The case does not support Mr Pwanyiwa’s claim to right of audience before this Court. In any event, in that case, the registered trade union involved was represented by a legal practitioner from Hungwe & Partners.

  1. It was not competent for the Board to purport to clothe Mr Pwanyiwa with the right of audience before courts of law, outside the ambit of the Labour Act. The Board has no powers outside the powers conferred upon the trade union by the Labour Act. Beyond or outside determining authorities and the Labour Court, the Board does not have the power to authorize any of its officials to address this Court on behalf of a litigant.
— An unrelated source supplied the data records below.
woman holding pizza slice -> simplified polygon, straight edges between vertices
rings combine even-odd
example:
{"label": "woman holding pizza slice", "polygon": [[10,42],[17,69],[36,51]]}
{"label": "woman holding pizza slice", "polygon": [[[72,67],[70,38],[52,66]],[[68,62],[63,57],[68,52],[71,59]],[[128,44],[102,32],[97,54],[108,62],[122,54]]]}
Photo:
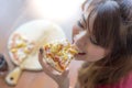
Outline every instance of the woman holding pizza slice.
{"label": "woman holding pizza slice", "polygon": [[[75,59],[85,61],[75,88],[132,88],[132,0],[87,0],[81,19],[73,28]],[[58,85],[69,88],[68,70],[54,75],[42,62],[44,72]]]}

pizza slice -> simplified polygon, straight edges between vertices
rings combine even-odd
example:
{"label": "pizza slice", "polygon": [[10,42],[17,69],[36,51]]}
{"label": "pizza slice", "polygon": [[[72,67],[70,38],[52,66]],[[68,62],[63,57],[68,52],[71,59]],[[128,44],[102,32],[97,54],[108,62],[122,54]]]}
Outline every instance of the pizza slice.
{"label": "pizza slice", "polygon": [[76,47],[67,40],[47,43],[43,48],[45,62],[59,73],[66,69],[74,55],[78,53]]}

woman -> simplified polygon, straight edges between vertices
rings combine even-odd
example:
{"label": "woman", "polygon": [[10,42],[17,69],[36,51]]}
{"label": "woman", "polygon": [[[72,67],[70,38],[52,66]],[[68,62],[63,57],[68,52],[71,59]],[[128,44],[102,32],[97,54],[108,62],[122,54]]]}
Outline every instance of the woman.
{"label": "woman", "polygon": [[[132,88],[132,0],[90,0],[82,4],[81,20],[73,29],[79,48],[75,59],[85,61],[76,88]],[[59,88],[69,88],[68,70],[44,72]]]}

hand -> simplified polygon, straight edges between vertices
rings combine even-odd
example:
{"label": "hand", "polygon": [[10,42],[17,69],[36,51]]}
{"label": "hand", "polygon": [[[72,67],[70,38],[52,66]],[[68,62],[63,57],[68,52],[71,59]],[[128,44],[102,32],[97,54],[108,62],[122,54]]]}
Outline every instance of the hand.
{"label": "hand", "polygon": [[52,77],[57,84],[59,88],[69,88],[69,78],[68,78],[68,73],[69,70],[66,69],[62,75],[57,75],[53,72],[53,68],[50,67],[50,65],[47,65],[43,58],[44,58],[44,54],[43,54],[43,48],[40,48],[40,53],[38,53],[38,62],[43,67],[43,70],[46,75],[48,75],[50,77]]}

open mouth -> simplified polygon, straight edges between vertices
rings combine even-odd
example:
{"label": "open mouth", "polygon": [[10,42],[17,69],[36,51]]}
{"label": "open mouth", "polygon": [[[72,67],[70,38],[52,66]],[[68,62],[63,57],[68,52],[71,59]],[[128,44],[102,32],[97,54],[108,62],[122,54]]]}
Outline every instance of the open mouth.
{"label": "open mouth", "polygon": [[86,55],[86,53],[78,53],[78,55]]}

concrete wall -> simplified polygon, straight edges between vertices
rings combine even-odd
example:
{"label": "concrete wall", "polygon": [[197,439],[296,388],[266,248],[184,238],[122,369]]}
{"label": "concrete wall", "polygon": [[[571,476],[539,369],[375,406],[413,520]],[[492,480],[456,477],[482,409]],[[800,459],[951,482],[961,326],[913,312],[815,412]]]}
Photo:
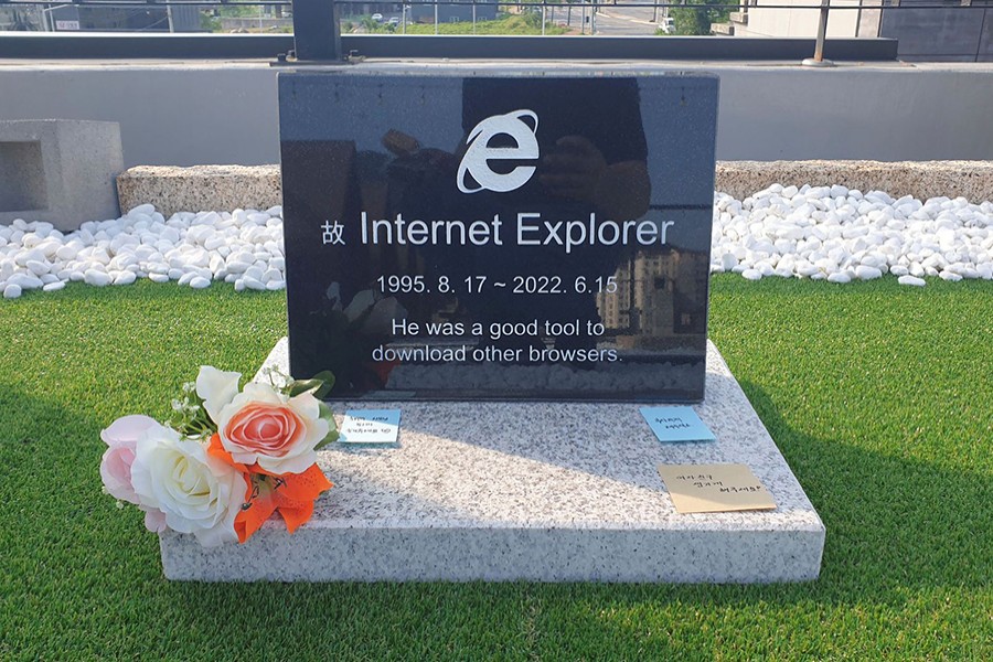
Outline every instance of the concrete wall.
{"label": "concrete wall", "polygon": [[[989,64],[615,67],[719,74],[723,160],[993,159]],[[127,167],[279,161],[276,70],[267,63],[0,63],[0,119],[119,122]]]}
{"label": "concrete wall", "polygon": [[[748,8],[748,25],[735,26],[735,36],[815,36],[821,21],[821,0],[776,0],[775,4],[791,4],[797,9]],[[857,6],[858,0],[832,0],[832,6]],[[839,10],[828,15],[828,36],[855,36],[858,12]]]}

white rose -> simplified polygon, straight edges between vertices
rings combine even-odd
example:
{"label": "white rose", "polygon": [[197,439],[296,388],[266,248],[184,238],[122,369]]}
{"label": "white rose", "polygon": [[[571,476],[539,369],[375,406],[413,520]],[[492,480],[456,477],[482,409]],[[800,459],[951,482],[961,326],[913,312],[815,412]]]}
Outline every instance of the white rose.
{"label": "white rose", "polygon": [[247,483],[202,444],[167,427],[149,428],[138,439],[131,483],[139,503],[161,511],[169,528],[192,533],[204,547],[237,542],[234,520]]}

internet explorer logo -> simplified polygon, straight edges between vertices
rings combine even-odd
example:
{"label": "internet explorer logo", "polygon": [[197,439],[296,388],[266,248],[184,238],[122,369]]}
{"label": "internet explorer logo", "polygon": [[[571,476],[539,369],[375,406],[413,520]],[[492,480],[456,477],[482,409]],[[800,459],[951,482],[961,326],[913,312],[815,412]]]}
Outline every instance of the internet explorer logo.
{"label": "internet explorer logo", "polygon": [[[534,126],[524,121],[530,117]],[[491,160],[534,160],[538,158],[538,146],[535,134],[537,132],[537,115],[534,110],[512,110],[506,115],[494,115],[482,120],[466,139],[466,156],[459,163],[459,172],[456,183],[462,193],[477,193],[479,191],[495,191],[506,193],[520,189],[534,174],[534,166],[517,166],[506,173],[493,172],[489,166]],[[510,136],[517,147],[490,147],[490,141],[495,136]],[[469,174],[478,184],[474,189],[467,185],[466,174]]]}

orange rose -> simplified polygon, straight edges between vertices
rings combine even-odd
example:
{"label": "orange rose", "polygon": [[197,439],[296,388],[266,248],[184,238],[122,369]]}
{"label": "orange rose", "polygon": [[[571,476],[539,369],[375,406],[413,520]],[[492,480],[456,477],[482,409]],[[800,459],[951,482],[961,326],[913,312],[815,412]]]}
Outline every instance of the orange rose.
{"label": "orange rose", "polygon": [[306,431],[300,417],[285,405],[248,405],[232,416],[224,436],[233,446],[281,458]]}
{"label": "orange rose", "polygon": [[282,476],[302,473],[317,461],[314,447],[328,436],[329,424],[312,394],[288,397],[267,384],[253,383],[227,399],[229,389],[214,398],[206,386],[201,394],[204,406],[217,412],[212,417],[221,444],[235,462],[249,468],[257,463],[266,473]]}

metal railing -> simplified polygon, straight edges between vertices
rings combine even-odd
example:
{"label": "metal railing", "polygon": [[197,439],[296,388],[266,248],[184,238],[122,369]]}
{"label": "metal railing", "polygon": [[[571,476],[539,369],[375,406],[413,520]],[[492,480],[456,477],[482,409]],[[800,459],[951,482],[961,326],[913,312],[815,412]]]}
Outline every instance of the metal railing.
{"label": "metal railing", "polygon": [[[435,8],[435,26],[437,34],[438,10],[441,7],[461,6],[472,7],[473,19],[476,9],[485,8],[505,8],[517,7],[540,10],[542,12],[542,29],[546,23],[547,10],[566,10],[581,8],[585,12],[588,10],[590,18],[590,31],[596,30],[596,15],[605,8],[638,8],[645,9],[651,7],[654,10],[653,18],[658,19],[659,10],[745,10],[748,9],[783,9],[783,10],[818,10],[819,23],[816,38],[814,40],[813,56],[803,61],[803,64],[823,66],[830,65],[830,61],[825,60],[824,49],[826,43],[828,19],[831,10],[835,11],[863,11],[863,10],[921,10],[921,9],[979,9],[993,8],[993,0],[960,0],[955,3],[942,3],[935,0],[879,0],[878,4],[857,3],[832,3],[831,0],[822,0],[820,4],[798,6],[786,2],[777,2],[769,0],[768,2],[759,2],[756,0],[740,0],[739,2],[726,3],[717,1],[708,1],[696,4],[687,3],[687,0],[656,0],[653,2],[632,2],[624,0],[577,0],[568,2],[563,0],[523,0],[523,1],[498,1],[498,0],[423,0],[406,2],[372,2],[370,0],[0,0],[0,9],[3,8],[24,8],[24,7],[42,7],[42,11],[49,15],[60,8],[122,8],[132,9],[135,11],[151,10],[170,10],[171,8],[212,10],[246,7],[269,7],[291,10],[293,22],[293,44],[292,52],[289,53],[289,60],[297,63],[308,62],[343,62],[348,60],[348,52],[342,50],[341,45],[341,12],[348,7],[388,7],[402,6],[403,22],[406,25],[408,9],[413,7],[434,6]],[[584,15],[583,25],[587,19]],[[54,19],[53,19],[54,26]],[[0,39],[2,39],[0,32]],[[809,51],[808,51],[809,52]]]}

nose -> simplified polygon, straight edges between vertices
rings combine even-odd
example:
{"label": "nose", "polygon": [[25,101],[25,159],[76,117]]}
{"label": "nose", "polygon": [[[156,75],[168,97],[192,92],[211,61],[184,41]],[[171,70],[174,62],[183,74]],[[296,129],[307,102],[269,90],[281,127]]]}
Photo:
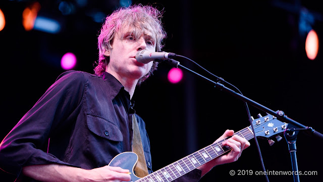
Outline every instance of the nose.
{"label": "nose", "polygon": [[137,51],[141,51],[147,48],[147,44],[146,44],[146,41],[143,37],[141,36],[138,40],[138,47],[137,48]]}

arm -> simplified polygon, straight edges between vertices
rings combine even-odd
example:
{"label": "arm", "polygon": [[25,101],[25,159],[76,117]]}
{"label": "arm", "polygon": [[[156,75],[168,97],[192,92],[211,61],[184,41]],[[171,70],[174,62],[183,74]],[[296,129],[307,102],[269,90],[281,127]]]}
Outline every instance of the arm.
{"label": "arm", "polygon": [[46,151],[48,138],[73,121],[67,118],[80,108],[84,80],[78,72],[67,72],[47,89],[0,144],[2,169],[18,176],[24,166],[72,166]]}
{"label": "arm", "polygon": [[[233,130],[227,130],[222,136],[214,143],[228,136],[232,136],[233,133],[234,133],[234,131]],[[246,139],[237,135],[234,135],[232,138],[224,142],[223,145],[230,147],[232,148],[232,150],[228,154],[214,159],[198,167],[197,168],[202,171],[201,176],[203,176],[217,165],[237,161],[241,155],[242,151],[250,146],[250,144]]]}
{"label": "arm", "polygon": [[86,182],[129,181],[129,170],[105,166],[91,170],[57,164],[35,165],[23,167],[23,173],[41,181]]}

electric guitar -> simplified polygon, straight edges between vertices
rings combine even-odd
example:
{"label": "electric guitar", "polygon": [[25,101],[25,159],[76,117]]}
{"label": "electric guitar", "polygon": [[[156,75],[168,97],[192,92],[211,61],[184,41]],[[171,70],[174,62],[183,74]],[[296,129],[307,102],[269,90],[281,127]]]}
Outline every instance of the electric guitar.
{"label": "electric guitar", "polygon": [[[253,120],[252,125],[256,136],[268,140],[276,137],[278,140],[280,140],[282,138],[279,134],[284,132],[287,127],[288,124],[278,120],[276,117],[272,115],[268,114],[266,116]],[[234,134],[244,138],[247,141],[254,138],[251,125]],[[126,152],[121,153],[115,157],[109,165],[120,167],[132,172],[130,174],[131,181],[171,182],[230,151],[231,150],[231,147],[222,144],[230,138],[231,136],[211,144],[142,178],[138,177],[133,173],[138,161],[138,156],[134,153]],[[273,141],[271,140],[270,141],[271,141],[274,142]]]}

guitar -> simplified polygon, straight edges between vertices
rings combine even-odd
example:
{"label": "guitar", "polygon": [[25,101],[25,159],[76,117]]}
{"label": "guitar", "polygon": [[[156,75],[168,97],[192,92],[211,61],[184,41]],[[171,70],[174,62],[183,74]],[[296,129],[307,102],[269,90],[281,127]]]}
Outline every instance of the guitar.
{"label": "guitar", "polygon": [[[267,116],[253,119],[252,125],[256,136],[269,140],[275,136],[280,138],[279,134],[284,132],[287,127],[288,124],[278,120],[276,117],[272,115],[268,114]],[[247,141],[254,138],[251,125],[235,133],[234,134],[244,138]],[[230,151],[231,150],[231,147],[223,146],[222,144],[230,137],[211,144],[142,178],[138,177],[133,173],[138,161],[137,154],[133,152],[126,152],[118,155],[112,159],[109,165],[120,167],[132,171],[130,174],[131,181],[171,182]]]}

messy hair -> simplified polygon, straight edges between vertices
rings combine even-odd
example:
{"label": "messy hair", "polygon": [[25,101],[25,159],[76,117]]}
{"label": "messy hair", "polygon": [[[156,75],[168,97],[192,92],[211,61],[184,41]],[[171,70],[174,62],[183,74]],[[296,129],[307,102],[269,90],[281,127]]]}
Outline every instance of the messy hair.
{"label": "messy hair", "polygon": [[[160,21],[162,15],[162,13],[153,7],[138,5],[120,8],[107,16],[98,37],[99,59],[94,69],[95,74],[101,75],[105,71],[110,57],[103,54],[112,48],[111,44],[116,33],[121,28],[131,28],[135,35],[141,35],[148,30],[152,31],[151,33],[156,38],[155,51],[160,51],[164,46],[163,40],[166,37],[166,32]],[[149,72],[139,80],[138,84],[147,79],[157,69],[157,62],[153,61]]]}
To the extent that it purports to do so, the Board resolution is of no force or effect. It was void ab initio. In this regard see Muchakata v Netherburn Mine 1996 (1) ZLR 153 (S), citing with approval MacFoy v United Africa Co Ltd [1961] 3 All ER 1169 at 1172.



  1. In conclusion, for the foregoing reasons, the court determines that:

“(a) Mr Leman Pwanyiwa is a trade union official who is not registered as a legal practitioner in terms of the Legal Practitioners Act. He therefore has no right of audience before this Court.


  1. The Chamber Application will now be reset down for hearing on the merits

without the participation of Leman Pwanyiwa, within two weeks of this date.











Chimuka Mafunga Commercial Attorneys, respondent’s legal practitioners.